Tetep NLRs Persisting in Modern Cultivars.
Tetep has been extensively used as a blast resistance donor in breeding programs. Which Tetep NLR genes were actually selected in these breeding programs? To answer this question, 5 elite cultivars, Chenghui047 (CH047), Mianhui2009 (MH2009), Neihui2539 (NH2539), Shuhui527 (SH527), and Zhonghui8006 (ZH8006), all of which used Tetep as the blast resistance donor, and their cross parents and intermediate lines were sequenced. From the pedigree in Fig. 3A, we inferred that 15 to 90 NLRs have been passed from Tetep to its descendants (Fig. 3B). Two cultivars, MH2009 and SH527, with better blast resistance, carry 90 and 76 Tetep NLR genes, respectively, while ZH8006, which is least resistant to blast, carries only 15 NLR genes from Tetep, suggesting that cultivars with more Tetep NLRs have broader and more durable resistance (http://www.ricedata.cn/variety/). There are 47 Tetep NLRs that have been passed to more than 1 cultivar; however, no Tetep NLR was shared by all 5 cultivars and only 4 Tetep NLRs were found in CH047, SH527, ZH8006, and MH2009 (Fig. 3B). These observations suggest that the resistance spectrum of a descendant cultivar is largely determined by its subset of the Tetep NLRs. This observation is consistent with the above view that multiple NLR genes are required to produce a broad-spectrum and durable resistant line.

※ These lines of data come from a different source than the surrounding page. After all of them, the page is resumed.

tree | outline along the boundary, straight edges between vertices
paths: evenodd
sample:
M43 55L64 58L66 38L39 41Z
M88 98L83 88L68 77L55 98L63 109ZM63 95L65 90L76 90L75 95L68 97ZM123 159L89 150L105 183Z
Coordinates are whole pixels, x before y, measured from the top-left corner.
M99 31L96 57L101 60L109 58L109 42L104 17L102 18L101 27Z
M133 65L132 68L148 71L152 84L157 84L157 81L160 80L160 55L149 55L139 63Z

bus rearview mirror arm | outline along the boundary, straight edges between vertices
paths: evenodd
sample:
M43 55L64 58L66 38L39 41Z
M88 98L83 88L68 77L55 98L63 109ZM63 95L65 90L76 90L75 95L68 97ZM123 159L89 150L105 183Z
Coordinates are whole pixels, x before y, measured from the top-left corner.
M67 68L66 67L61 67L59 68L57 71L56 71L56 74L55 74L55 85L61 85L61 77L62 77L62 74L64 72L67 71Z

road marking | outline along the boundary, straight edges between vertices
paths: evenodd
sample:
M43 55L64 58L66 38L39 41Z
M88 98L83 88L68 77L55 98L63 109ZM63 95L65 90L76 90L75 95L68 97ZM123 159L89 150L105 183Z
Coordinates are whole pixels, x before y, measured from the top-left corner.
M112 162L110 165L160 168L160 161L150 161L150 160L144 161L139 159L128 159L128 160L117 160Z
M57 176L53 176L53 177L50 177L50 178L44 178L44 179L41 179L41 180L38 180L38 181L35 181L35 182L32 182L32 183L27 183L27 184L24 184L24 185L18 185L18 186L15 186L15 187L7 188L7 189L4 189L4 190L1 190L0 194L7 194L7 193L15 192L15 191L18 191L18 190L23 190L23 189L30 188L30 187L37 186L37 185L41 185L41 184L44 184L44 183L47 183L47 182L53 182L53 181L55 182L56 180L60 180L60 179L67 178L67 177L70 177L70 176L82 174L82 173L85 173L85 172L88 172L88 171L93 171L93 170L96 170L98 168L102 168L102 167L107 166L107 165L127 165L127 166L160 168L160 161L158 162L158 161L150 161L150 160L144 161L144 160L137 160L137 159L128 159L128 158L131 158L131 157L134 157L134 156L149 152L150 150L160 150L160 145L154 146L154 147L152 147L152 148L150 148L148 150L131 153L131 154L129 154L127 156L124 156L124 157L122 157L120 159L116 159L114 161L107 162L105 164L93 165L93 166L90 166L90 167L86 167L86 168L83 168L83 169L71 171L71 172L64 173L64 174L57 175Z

Of all of the 188 inherited NLR genes, 56 were tested for blast resistance in the above genome-wide survey (Fig. 1 and SI Appendix, Table S6). Interestingly, ∼57% (32 genes) of the 56 genes were found to confer resistance to at least 1 blast pathogen strain, which was significantly higher than that observed in the genome survey (41%) (219 randomly sampled NLR genes, χ2 with Yates correction = 4.2, degrees of freedom [d.f.] = 1, P = 0.040). Moreover, nearly 80% of the inherited NLR genes were also found to be physically near each other (<300 kb); that is, they formed NLR gene clusters. These NLR gene-enriched clusters can be readily employed in resistance breeding, greatly facilitating breeding programs (see Discussion).
Identifying NLR Pairs.
The findings of the RRS1/RPS4 pair in Arabidopsis (27) and the RGA4/RGA5 pair in rice (28) suggested 2 NLR genes could function together, known as a sensor/helper pair (8, 29). The sensor was often found to carry an extra domain, e.g., WRKY, RATX, NOI, and TRX, which could act as a decoy of pathogen effectors (30). However, it remains unclear as to 1) how often NLRs in a genome function in pairs, and 2) how such pairs have evolved. By searching for head-to-head NLR genes in the Tetep, Nipponbare, MH63, and R498 genomes (SI Appendix, SI Materials and Methods for details), we found 43 pairs in Tetep, 47 in Nipponbare, 33 in MH63, and 47 in R498, suggesting that ∼20% of NLRs are paired in a rice genome (Fig. 4 and SI Appendix, Fig. S3 and Table S8).
To test whether an NLR gene pair functions as a unit, we randomly picked 25 NLR pairs to do single NLR gene knockout using the CRISPR/Cas9 system in a japonica cultivar Wuyungeng24 because transformation in Tetep often produces nonviable progeny. In 4 of these genes from 18 NLR pairs, we failed to design rational spacers or verification primers. In addition, among the same 18 NLR pairs, the transformation failed in 16 genes after ∼3 to 4 trials, and 12 other genes were found to have not mutated (SI Appendix, Table S9). The general low successful editing rate (∼29.6% vs. ∼67.5% for non-NLR genes surveyed, χ2 with Yates’ correction = 38.85, d.f. = 1, P = 4.57 × 10−10, SI Appendix, SI Materials and Methods and Table S10) may imply a high fitness reduction when 1 of the 2 genes in a pair was knocked out. Such resistance cost was also observed when individual NLRs were transformed into susceptible hosts (SI Appendix, SI Materials and Methods, Table S11, and Fig. S4). In the end, we successfully generated 8 helper NLR knockouts and 10 sensor NLR knockouts (SI Appendix, Table S9). Seven of the 8 helper genes are paired with 7 of the 10 sensor genes. As explained below, 9 of these 10 sensor knockouts showed deleterious phenotypic effects.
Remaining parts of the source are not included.